The three largest ratings firms -- Standard & Poor’s, Moody’s Investors Service and Fitch Ratings -- have been widely criticized for their role in the global financial crisis brought on by the collapse of the subprime mortgage market.
Critics claim the rating firms gave their highest ratings to securities laced with risky mortgage backed assets in order to curry favor -- and profits -- from the firms buying and selling the securities.
The new rules specifically forbid the firms from advising banks on how to package securities in order to secure high ratings.
Thousands of securities initially given AAA ratings were later downgraded as the financial crisis washed across Wall Street, forcing nearly every large bank to write down billions of dollars in losses.
SEC commissioners voted unanimously at a public meeting to adopt the new rules.
SEC Chairman Christopher Cox called adoption of the new rules “a significant and substantive action.”
The industry had regulated itself for nearly a century, but that ended in 2007 as it became clear that many mortgage-backed securities given AAA ratings were likely to collapse in value.

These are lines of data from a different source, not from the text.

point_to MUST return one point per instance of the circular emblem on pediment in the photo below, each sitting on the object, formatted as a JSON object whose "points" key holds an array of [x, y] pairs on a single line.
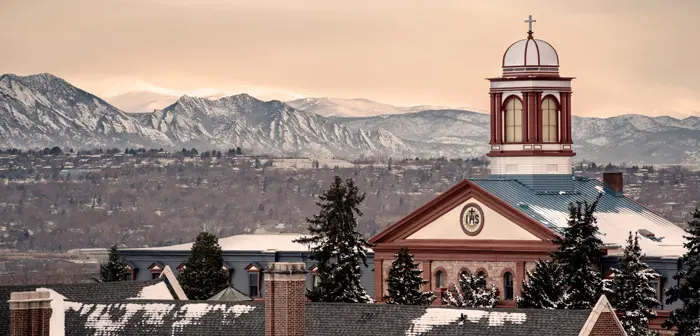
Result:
{"points": [[472, 219]]}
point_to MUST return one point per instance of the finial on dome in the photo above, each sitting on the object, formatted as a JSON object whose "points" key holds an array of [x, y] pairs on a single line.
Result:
{"points": [[529, 21]]}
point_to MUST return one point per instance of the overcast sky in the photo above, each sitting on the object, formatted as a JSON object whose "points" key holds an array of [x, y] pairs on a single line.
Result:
{"points": [[629, 56]]}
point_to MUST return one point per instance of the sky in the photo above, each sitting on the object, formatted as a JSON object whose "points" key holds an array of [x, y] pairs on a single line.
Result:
{"points": [[628, 56]]}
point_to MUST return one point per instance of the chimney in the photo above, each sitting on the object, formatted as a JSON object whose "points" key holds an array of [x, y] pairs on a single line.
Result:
{"points": [[30, 313], [285, 296], [613, 183]]}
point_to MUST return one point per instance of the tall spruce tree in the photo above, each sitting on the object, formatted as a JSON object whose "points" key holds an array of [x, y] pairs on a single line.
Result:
{"points": [[471, 293], [203, 275], [687, 318], [544, 288], [337, 246], [405, 282], [579, 254], [631, 291], [115, 268]]}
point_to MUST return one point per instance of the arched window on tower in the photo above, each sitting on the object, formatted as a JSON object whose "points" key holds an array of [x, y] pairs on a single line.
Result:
{"points": [[439, 279], [514, 120], [508, 286], [549, 120]]}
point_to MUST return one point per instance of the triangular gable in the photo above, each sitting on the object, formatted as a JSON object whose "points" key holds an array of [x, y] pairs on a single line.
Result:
{"points": [[602, 316], [254, 267], [453, 201]]}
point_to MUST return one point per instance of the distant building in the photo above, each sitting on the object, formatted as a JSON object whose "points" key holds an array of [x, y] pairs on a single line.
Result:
{"points": [[500, 226], [105, 310], [245, 257]]}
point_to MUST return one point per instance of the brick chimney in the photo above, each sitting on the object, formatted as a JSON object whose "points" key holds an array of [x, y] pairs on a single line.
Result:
{"points": [[285, 297], [613, 183], [30, 313]]}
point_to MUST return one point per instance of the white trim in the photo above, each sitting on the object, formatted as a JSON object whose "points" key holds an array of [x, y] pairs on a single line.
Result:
{"points": [[564, 84]]}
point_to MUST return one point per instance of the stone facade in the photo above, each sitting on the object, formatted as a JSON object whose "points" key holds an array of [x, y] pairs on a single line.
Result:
{"points": [[494, 271]]}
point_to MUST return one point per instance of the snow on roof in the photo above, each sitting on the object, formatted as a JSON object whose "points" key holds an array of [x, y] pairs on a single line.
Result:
{"points": [[439, 316], [158, 291], [616, 216], [116, 317], [250, 242], [616, 226]]}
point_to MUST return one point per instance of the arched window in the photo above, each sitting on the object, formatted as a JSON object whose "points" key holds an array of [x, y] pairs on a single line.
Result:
{"points": [[463, 273], [440, 279], [481, 279], [549, 120], [508, 286], [514, 120]]}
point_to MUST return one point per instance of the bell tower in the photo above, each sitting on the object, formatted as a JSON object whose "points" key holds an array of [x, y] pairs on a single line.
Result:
{"points": [[531, 118]]}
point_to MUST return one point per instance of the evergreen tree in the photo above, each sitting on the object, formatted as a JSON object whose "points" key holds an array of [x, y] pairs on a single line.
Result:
{"points": [[337, 246], [203, 275], [115, 268], [578, 254], [544, 288], [630, 290], [405, 282], [687, 318], [471, 293]]}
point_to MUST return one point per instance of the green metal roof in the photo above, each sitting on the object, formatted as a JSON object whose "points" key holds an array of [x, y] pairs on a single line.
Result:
{"points": [[616, 215]]}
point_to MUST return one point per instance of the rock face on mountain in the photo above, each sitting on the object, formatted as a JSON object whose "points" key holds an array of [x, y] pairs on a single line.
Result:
{"points": [[359, 107], [44, 110], [269, 127], [627, 138]]}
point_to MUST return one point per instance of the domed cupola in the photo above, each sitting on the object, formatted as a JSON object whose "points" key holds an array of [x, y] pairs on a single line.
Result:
{"points": [[531, 118], [530, 57]]}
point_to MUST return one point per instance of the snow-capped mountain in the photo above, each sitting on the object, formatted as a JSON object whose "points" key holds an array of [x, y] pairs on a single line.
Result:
{"points": [[42, 110], [141, 101], [360, 107], [626, 138], [268, 127]]}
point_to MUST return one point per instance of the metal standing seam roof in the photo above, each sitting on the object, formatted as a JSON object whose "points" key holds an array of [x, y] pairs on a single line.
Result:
{"points": [[616, 215]]}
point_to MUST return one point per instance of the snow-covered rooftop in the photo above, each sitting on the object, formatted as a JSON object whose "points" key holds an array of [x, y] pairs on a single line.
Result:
{"points": [[248, 242]]}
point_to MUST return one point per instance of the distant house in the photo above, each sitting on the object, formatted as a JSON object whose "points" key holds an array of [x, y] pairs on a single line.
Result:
{"points": [[285, 311], [245, 257]]}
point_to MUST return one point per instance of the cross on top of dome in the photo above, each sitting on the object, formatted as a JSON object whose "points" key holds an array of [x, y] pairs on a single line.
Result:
{"points": [[529, 21]]}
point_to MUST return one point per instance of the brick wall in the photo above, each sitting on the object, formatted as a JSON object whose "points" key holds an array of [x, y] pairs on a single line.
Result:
{"points": [[285, 299], [606, 326], [30, 313]]}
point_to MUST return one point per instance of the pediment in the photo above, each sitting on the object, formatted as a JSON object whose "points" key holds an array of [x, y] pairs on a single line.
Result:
{"points": [[472, 220], [466, 212]]}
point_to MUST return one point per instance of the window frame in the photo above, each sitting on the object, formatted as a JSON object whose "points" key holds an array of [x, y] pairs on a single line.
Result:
{"points": [[508, 289], [257, 284], [440, 278], [517, 111], [552, 126]]}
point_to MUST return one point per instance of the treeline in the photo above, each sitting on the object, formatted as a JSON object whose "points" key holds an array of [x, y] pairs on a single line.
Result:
{"points": [[57, 151]]}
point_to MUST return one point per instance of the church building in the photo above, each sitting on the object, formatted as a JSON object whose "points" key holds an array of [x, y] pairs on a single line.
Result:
{"points": [[500, 226]]}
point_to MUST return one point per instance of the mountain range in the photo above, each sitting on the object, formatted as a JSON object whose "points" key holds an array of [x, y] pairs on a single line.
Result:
{"points": [[44, 110]]}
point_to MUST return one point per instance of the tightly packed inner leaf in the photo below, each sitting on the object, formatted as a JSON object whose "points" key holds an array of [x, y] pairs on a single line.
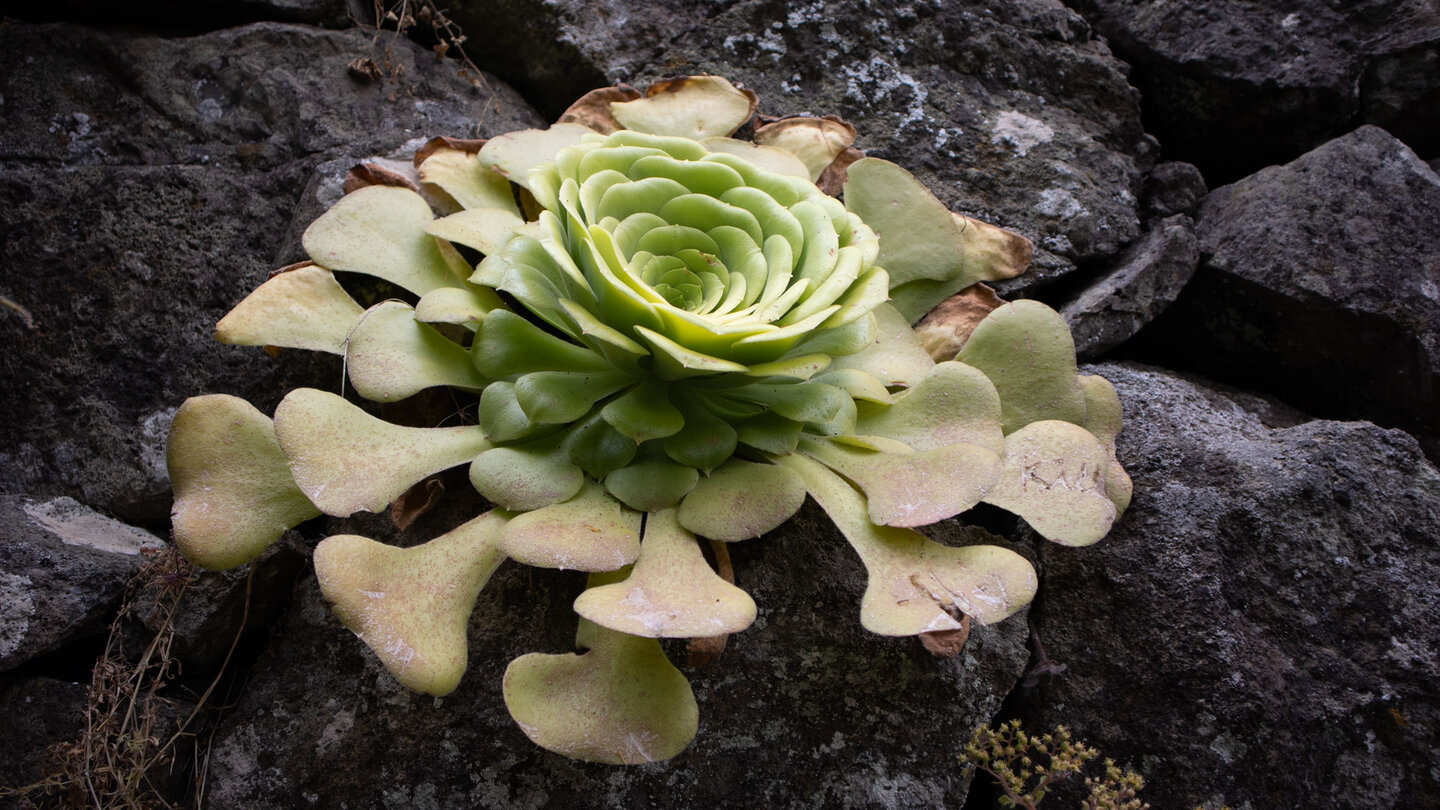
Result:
{"points": [[670, 336]]}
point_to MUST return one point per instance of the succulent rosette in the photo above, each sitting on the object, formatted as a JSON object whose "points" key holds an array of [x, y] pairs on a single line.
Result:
{"points": [[670, 335]]}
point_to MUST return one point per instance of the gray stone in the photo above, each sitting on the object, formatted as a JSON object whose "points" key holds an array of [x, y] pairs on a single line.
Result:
{"points": [[1319, 283], [153, 180], [64, 570], [1146, 278], [39, 712], [1008, 111], [1172, 188], [1259, 629], [804, 709], [1234, 85]]}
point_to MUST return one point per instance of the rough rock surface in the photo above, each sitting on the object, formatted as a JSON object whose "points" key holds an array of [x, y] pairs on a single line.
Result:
{"points": [[62, 572], [1146, 280], [804, 709], [1214, 74], [1259, 629], [1319, 281], [54, 712], [1008, 111], [153, 182]]}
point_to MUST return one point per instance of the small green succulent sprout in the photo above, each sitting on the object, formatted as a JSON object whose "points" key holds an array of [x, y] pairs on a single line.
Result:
{"points": [[671, 335]]}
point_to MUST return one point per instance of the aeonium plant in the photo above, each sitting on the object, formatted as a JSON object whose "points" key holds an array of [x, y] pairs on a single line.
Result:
{"points": [[673, 335]]}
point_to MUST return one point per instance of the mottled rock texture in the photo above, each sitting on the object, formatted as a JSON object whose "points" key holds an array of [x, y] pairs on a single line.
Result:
{"points": [[147, 186], [804, 708], [1319, 281], [1146, 278], [1259, 630], [1218, 74], [1008, 111]]}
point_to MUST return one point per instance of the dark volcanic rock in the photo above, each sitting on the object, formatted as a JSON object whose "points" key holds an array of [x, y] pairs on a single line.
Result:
{"points": [[1233, 85], [804, 709], [52, 711], [64, 570], [1172, 188], [1259, 629], [146, 188], [1319, 283], [1146, 280], [1008, 111]]}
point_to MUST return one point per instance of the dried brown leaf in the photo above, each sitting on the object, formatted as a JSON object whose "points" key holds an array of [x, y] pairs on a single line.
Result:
{"points": [[833, 179], [949, 325], [416, 502]]}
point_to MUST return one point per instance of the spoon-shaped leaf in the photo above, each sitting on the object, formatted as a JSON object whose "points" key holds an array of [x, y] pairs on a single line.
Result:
{"points": [[1054, 479], [740, 500], [390, 355], [382, 231], [346, 460], [234, 492], [918, 585], [1102, 418], [412, 606], [671, 593], [589, 532], [297, 309], [621, 702], [912, 489], [1026, 349]]}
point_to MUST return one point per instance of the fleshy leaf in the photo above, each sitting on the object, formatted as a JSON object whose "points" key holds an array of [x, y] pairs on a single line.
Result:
{"points": [[622, 702], [651, 483], [991, 254], [464, 306], [896, 356], [346, 460], [671, 593], [390, 355], [1102, 418], [514, 154], [929, 252], [486, 229], [234, 490], [918, 585], [912, 489], [382, 231], [740, 500], [468, 182], [297, 309], [1054, 479], [952, 404], [691, 107], [1026, 349], [526, 477], [412, 606], [589, 532]]}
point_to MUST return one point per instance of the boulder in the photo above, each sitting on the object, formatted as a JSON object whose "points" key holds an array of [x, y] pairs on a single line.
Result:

The agencies have long been as almost de facto regulators, issuing ratings on the creditworthiness of public companies and securities. Investors depend on the ratings to purchase the safest possible securities.
Their grades can be key factors in determining a company's ability to raise or borrow money, and at what cost which securities will be purchased by banks, mutual funds, state pension funds or local governments.
Among the other new rules is one that will require the rating firms to disclose how much verification they performed on the quality of the securities they review.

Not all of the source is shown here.